Compuware’s shareholders will receive $10.92 per share, comprising $10.25 in cash and 67 cents in shares of Covisint, in which the company owns an 83 percent stake.
The offer represents a 17 percent premium to Compuware’s closing on Aug. 29. Shares of Compuware rose as much as 12.8 percent to $10.55. Shares of Covisint, which was spun out by Compuware last September, were down eight percent.
Compuware’s software is used by companies such as Cisco Systems, BT and Domino’s Pizza to manage complex applications.
Its results have been hurt by weak IT spending and a slowdown in orders from customers, resulting in calls by shareholders to restructure its business or sell the company.
Activist hedge fund Elliott Management first invested in the stock in December 2012 when shares were trading around $8 and made an offer of $11 per share, which was rejected by the company.

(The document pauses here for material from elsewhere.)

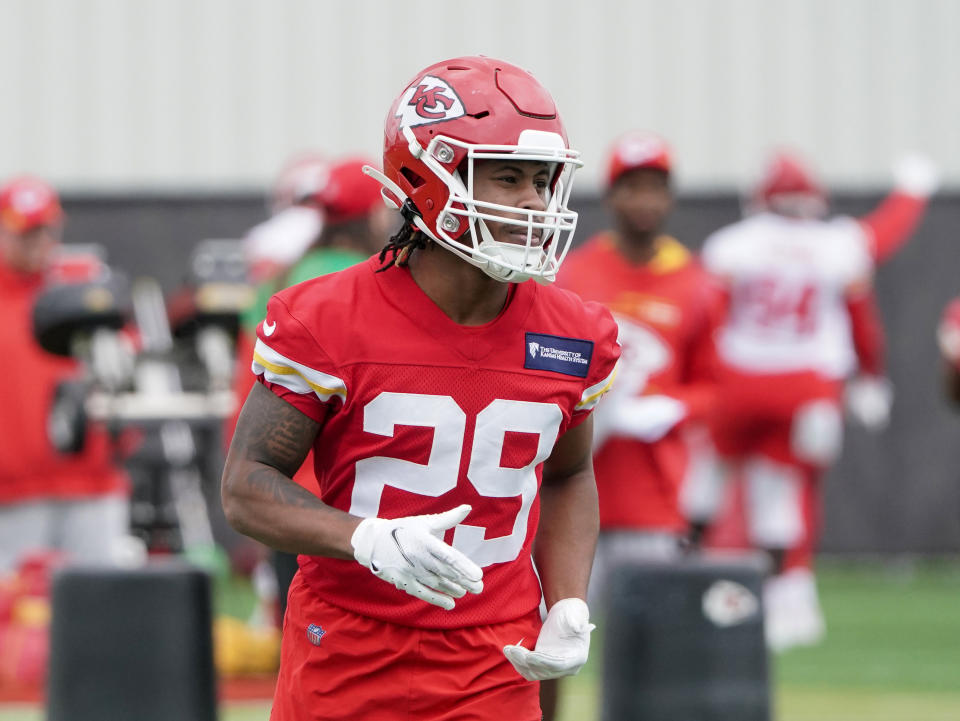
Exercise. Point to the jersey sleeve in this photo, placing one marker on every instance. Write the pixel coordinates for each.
(289, 361)
(603, 364)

Since then, Elliott and other investors have pushed Compuware to create value with an initial public offering of Covisint and divestment of assets.
Elliott, which owns about 9.5 percent of the company, said on Tuesday it would vote in favor of the deal.
“The management has spent a lot of time making it a less complicated business and that probably helped at the end of the day in coming up with a fair price for their assets,” Evercore Partners analyst Kirk Materne told Reuters.
Jefferies, Credit Suisse and Deutsche Bank have agreed to provide debt financing for the deal.
Goldman Sachs was the financial adviser to Compuware.